You have now been launched upon your career as a manicuree. You never get over it. You either get married and your wife does your nails for you, thus saving you large sums of money, but failing to impart the high degree of polish and the spice of romance noticed in connection with the same job when done away from home, or you continue to patronize the regular establishments and become known in time as Polished Percival, the Pet of the Manicure Parlor. But in either event your hands which once were hands and nothing more, have become a source of added trouble and expense to you.
Speaking of hands naturally brings one to the subject of feet, which was intended originally to be the theme for the last half of this chapter, but unfortunately I find I have devoted so much space to your hands that there is but little room left for your feet and so far as your feet are concerned, we must content ourselves on this occasion with a few general statements.
Feet, I take it, speaking both from experience and observation, are even more trouble to us than hands are. There are still a good many of us left who go through life without doing anything much for our hands but with our feet it is different. They thrust themselves upon us so to speak, demanding care and attention. This goes for all sizes and all ages of feet. From the time you are a small boy and suffer from stone bruises in the summer and chilblains in the winter, on through life you’re beset with corns and callouses and falling of the instep and all the other ills that feet are heir to.
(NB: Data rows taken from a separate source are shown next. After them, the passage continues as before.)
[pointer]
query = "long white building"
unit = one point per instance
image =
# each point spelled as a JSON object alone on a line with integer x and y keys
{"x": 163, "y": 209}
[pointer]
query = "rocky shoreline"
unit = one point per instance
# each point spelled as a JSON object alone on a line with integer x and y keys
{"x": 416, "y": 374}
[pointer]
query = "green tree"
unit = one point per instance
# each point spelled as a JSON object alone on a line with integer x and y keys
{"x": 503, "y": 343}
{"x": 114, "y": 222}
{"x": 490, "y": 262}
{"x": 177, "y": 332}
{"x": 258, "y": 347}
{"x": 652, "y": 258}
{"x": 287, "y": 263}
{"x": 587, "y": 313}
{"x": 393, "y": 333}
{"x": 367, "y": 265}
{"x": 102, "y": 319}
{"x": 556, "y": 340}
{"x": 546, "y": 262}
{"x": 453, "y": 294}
The rich limp with the gout, the moderately well to do content themselves with an active ingrown nail or so, and the poor man goes out and drops an iron casting on his toe. Nearly every male who lives to reach the voting age has a period of mental weakness in his youth when he wears those pointed shoes that turn up at the ends, like sleigh runners; and spends the rest of his life regretting it. Feet are certainly ungrateful things. I might say that they are proverbially ungrateful. You do for them and they do you. You get one corn, hard or soft, cured up or removed bodily and a whole crowd of its relatives come to take its place. I imagine that Nature intended we should go barefooted and is now getting even with us because we didn’t. Our poor, painful feet go with us through all the years and every step in life is marked by a pang of some sort. And right on up to the end of our days, our feet are getting more infirm and more troublesome and more crotchety and harder to bear with all the time. How many are there right now who have one foot in the grave and the other at the chiropodist’s? Thousands, I reckon.
Napoleon said an army traveled on its stomach. I don’t blame the army, far from it; I’ve often wished I could travel that way myself, and I’ve no doubt so has every other man who ever crowded a number nine and three-quarters foot into a number eight patent-leather shoe, and then went to call on friends residing in a steam-heated apartment. As what man has not? Once the green-corn dance was an exclusive thing with the Sioux Indians, but it may now be witnessed when one man steps on another man’s toes in a crowd.
We are accustomed to make fun of the humble worm of the dust but in one respect the humble worm certainly has it on us. He goes through existence without any hands and any feet to bother him. Indeed in this regard I can think of but one creature in all creation who is worse off than we poor humans are. That is the lowly ear wig. Think of being an ear wig, that suffers from fallen arches himself and has a wife that suffers from cold feet!